Youngzoo - Sweet Home

Güzel evimizi özledim

Geri dönebilir miyiz, seninle birlikte?

Derler ki eğer bilekler sıcak suyun altında kesilirse daha az acırmış, o keskin şey teninizi kesip kanatırken suyun içinde çaresizce ölümü karşılarsanız hiç ağrınız olmazmış. Bu bir yalandan ibaret çünkü yaşayarak öğrendiğim şeyler arasında bu da var. Taehyung beni kendi kanımla dolu sıcak küvetin içinde bulduğunda benim canım hiç olmadığı kadar yanıyordu. Onun beni uyandırma çabalarını duymuş, hatta aralık duran gözlerim sayesinde görmüş ama karşılık verememiştim çünkü dediğim gibi acıyordu.

Bir daha yapmayacağıma dair yemin etsem ve bir süre sürekli onun gözü önünde bulunsam bile işin sonunda biz ikimiz birer yabancı gibi davranıyorduk. Öyle olmasak veya öyle davranmak istemesek bile buna zorlanıyorduk.

Taehyung'un günlüğünü okuduktan sonra tüm bu gerçekler bir tokat gibi çarpmıştı suratıma. Bizi seven, destekleyen, birlikte olmamızı isteyen hiç kimse yoktu. Yapayalnız kalmıştık. Ben "Sen bana yetersin" desem de Taehyung'un tavrı netti. O da biliyordu ikimizin mutlu olacağını ama aklında sadece "Ben seni herkesten koruyamam" düşüncesi vardı.

Beni korumasına ihtiyacım yoktu. Belki çok zarar görürdüm, çok acırdı canım ama gün sonunda onunla uyumak, ona sarılmak bana yeterdi. Onu öpmek bile tüm kötü duyguları benden alıp götürebiliyordu.

Sabahın erken saatlerinde güneş evin içine vurmaya başladığında uyanmıştım. Banyoda elimi ve yüzümü yıkadıktan sonra aynadaki yansımamla göz göze geldiğimden beri düşündüğüm şeyler bunlardı. Nerde hata yaptığımı soruyordum kendime. Sorun ne ki benim cezam bu?
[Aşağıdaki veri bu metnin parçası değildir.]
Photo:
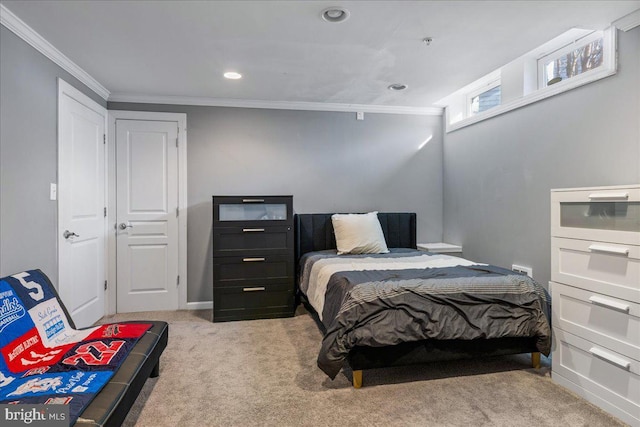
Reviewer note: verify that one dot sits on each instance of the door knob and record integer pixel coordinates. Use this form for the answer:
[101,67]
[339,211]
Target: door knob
[68,234]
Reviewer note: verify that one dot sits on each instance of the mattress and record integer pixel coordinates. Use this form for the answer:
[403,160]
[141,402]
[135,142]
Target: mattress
[408,295]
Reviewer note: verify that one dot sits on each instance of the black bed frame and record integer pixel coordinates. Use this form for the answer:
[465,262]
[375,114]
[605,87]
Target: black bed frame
[314,232]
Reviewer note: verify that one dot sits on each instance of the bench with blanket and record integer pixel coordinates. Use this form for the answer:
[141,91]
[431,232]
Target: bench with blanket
[98,372]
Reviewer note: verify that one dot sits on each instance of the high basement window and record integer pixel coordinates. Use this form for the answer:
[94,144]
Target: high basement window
[573,59]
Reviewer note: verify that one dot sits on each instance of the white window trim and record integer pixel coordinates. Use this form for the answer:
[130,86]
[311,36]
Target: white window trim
[608,68]
[478,91]
[576,44]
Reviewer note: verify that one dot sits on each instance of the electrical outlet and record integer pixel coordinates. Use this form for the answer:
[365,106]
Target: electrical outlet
[524,270]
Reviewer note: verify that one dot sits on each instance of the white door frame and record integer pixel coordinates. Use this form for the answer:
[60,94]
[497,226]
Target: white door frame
[181,119]
[65,88]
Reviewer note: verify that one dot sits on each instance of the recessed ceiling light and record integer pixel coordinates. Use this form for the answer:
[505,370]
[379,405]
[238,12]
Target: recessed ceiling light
[335,14]
[397,86]
[232,75]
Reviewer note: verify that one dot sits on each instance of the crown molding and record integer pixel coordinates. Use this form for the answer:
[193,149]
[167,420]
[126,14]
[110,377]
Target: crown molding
[29,35]
[272,105]
[629,21]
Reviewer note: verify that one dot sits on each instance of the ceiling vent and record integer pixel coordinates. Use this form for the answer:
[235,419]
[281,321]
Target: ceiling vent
[397,86]
[335,14]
Doğmam mıydı hatalı olan? Taehyung muydu? Madem bir hataydı, biz neden ruh eşiydik?

Kendimi bir hayal kırıklığı gibi hissediyordum. Görünüşlerini, seslerini, hatta isimlerini unuttuğum anne ve babamın hayal kırıklığıydım ben. Gidip onların mezarları üzerine bir çiçek bırakmaya yüzüm yoktu. İkisinden de utanıyordum çünkü.

Taehyung'un babasına, babama bir hayal kırıklığı olmuştum. Kendi oğlu güçlü bir alfa iken beni yanlarına alarak tüm şehrin ağzına sakız olmuşlardı. Lider bile olsa nasıl evlat edindiği çocuğun benim gibi güçsüz bir çocuk olduğunu merak ediyorlardı.
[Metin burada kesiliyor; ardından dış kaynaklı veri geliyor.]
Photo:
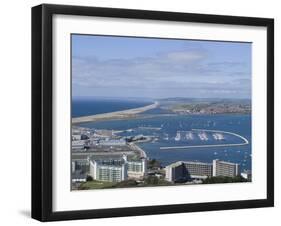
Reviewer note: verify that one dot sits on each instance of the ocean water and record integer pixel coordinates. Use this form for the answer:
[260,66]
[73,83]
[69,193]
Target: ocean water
[165,126]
Değiştirmeyeceğim bir şey için benden nefret mi ediyorlardı? Bu gerçekten acımazsızca.

Kafamı eğip az önce yanaklarıma süzülen sıcak yaşların lavabonun içine düşmesini sağladım. Bedenim sessiz hıçkırıklara ile sarsılıyordu. Tüm bunlara daha fazla dayanamıyordum. Gözlerimi açtığım her sabah ne olacak korkusuyla yaşamak çok yorucuydu.

Dün gece göğsümde ağlayan, boynumda soluklanan ve sakinleşen, benimle uyuyan adam sabah uyandığımda yanımda değildi. Yetmezmiş gibi evin çevresinde bekleyen dört alfadan da haber yoktu. Taehyung'u defalarca kez aramıştım. Sonunda telefon açıldığında ise bana yanıt veren kişi Yoongi olmuştu. Telefonu Güney kesiminde bıraktığını, Dongyun'un da ortalıkta görünmediğini söylemişti.

Bir başka korku sardı bedenimi.

Bu sefer liderlerden birine zarar verecek! diyordu içimdeki ses. Doğru olma olasılığı çok yüksekti. Bizimle resmen oyun oynuyordu o adam ve biz gerçekten çok güçsüz görünüyorduk karşısında.

Kaybedecek vaktim olmadığını biliyordum. Taehyung yoktu, Namjoon yoktu, Güneyliler lidersiz kalmıştı. Aynı şekilde Dongyun da yoktu ve ben onun sağ kolunun kim olduğunu bile bilmiyordum.